On Dec 9, 2015, at 12:31 PM, Clemens Lang wrote:
> 
>> Subversion can be configured to apply the commit timestamps to files
>> (use-commit-times=yes). We could use that on the server creating the
>> port tarball for rsync. Although I would prefer a more generic
>> solution.
> 
> I've checked the portindex generation code, and this would actually work
> for our solution. Enabling this setting in subversion working copies
> locally would however lead to ports not being reindexed when they should
> in some situations, so not really a good solution.

I think the problem is that the rsync server is where the portindex is generated. Since use-commit-times=yes is such an obvious Subversion feature, there must be a good reason why it hasn't been enabled on the server yet.
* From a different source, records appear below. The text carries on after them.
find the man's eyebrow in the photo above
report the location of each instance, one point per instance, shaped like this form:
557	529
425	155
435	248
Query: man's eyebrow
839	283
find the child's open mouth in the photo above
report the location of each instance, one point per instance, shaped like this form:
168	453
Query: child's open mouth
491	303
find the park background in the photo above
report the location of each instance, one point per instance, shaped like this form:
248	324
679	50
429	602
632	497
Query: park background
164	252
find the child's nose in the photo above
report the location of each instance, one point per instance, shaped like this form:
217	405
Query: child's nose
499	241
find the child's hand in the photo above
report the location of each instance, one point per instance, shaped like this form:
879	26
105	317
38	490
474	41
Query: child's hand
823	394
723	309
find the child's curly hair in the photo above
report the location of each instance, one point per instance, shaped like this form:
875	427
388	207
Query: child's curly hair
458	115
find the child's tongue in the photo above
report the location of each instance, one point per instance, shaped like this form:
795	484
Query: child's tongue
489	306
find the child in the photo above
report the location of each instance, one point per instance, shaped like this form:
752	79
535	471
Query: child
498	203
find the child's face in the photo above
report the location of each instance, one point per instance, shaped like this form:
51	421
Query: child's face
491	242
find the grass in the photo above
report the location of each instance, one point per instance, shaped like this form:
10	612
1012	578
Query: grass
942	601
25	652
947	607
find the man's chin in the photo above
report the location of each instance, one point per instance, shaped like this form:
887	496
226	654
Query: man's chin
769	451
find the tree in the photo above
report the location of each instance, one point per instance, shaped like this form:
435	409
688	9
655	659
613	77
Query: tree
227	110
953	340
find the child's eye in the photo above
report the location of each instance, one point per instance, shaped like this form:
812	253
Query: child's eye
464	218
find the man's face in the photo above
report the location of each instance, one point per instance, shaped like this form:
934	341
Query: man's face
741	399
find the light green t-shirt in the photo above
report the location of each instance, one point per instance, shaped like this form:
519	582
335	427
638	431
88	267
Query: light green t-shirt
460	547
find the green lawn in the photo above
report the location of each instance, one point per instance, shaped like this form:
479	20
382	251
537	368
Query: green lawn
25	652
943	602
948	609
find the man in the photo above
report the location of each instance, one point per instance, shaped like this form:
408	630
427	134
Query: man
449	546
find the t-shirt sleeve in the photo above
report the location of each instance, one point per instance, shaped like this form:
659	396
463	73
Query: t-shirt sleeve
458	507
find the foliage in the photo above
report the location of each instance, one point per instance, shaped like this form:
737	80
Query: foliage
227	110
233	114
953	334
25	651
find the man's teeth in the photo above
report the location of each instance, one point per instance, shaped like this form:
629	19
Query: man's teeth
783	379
>> We already have been using -headerpad_max_install_names for a few
>> years, but never dared to go further and actually fix this in a
>> compiled port archive. I am surprised this works for them.
> 
> So was I, which is why I included the information. Mike told me they'd
> actually get decent coverage using this approach.

I've used dylibbundler a few times successfully. It uses a similar approach. I'm not surprised it's possible to change libraries this way. I expect the problems would be the edge cases of all the other places where the prefix is recorded, outside of libraries. But it sounds like they've worked on that too.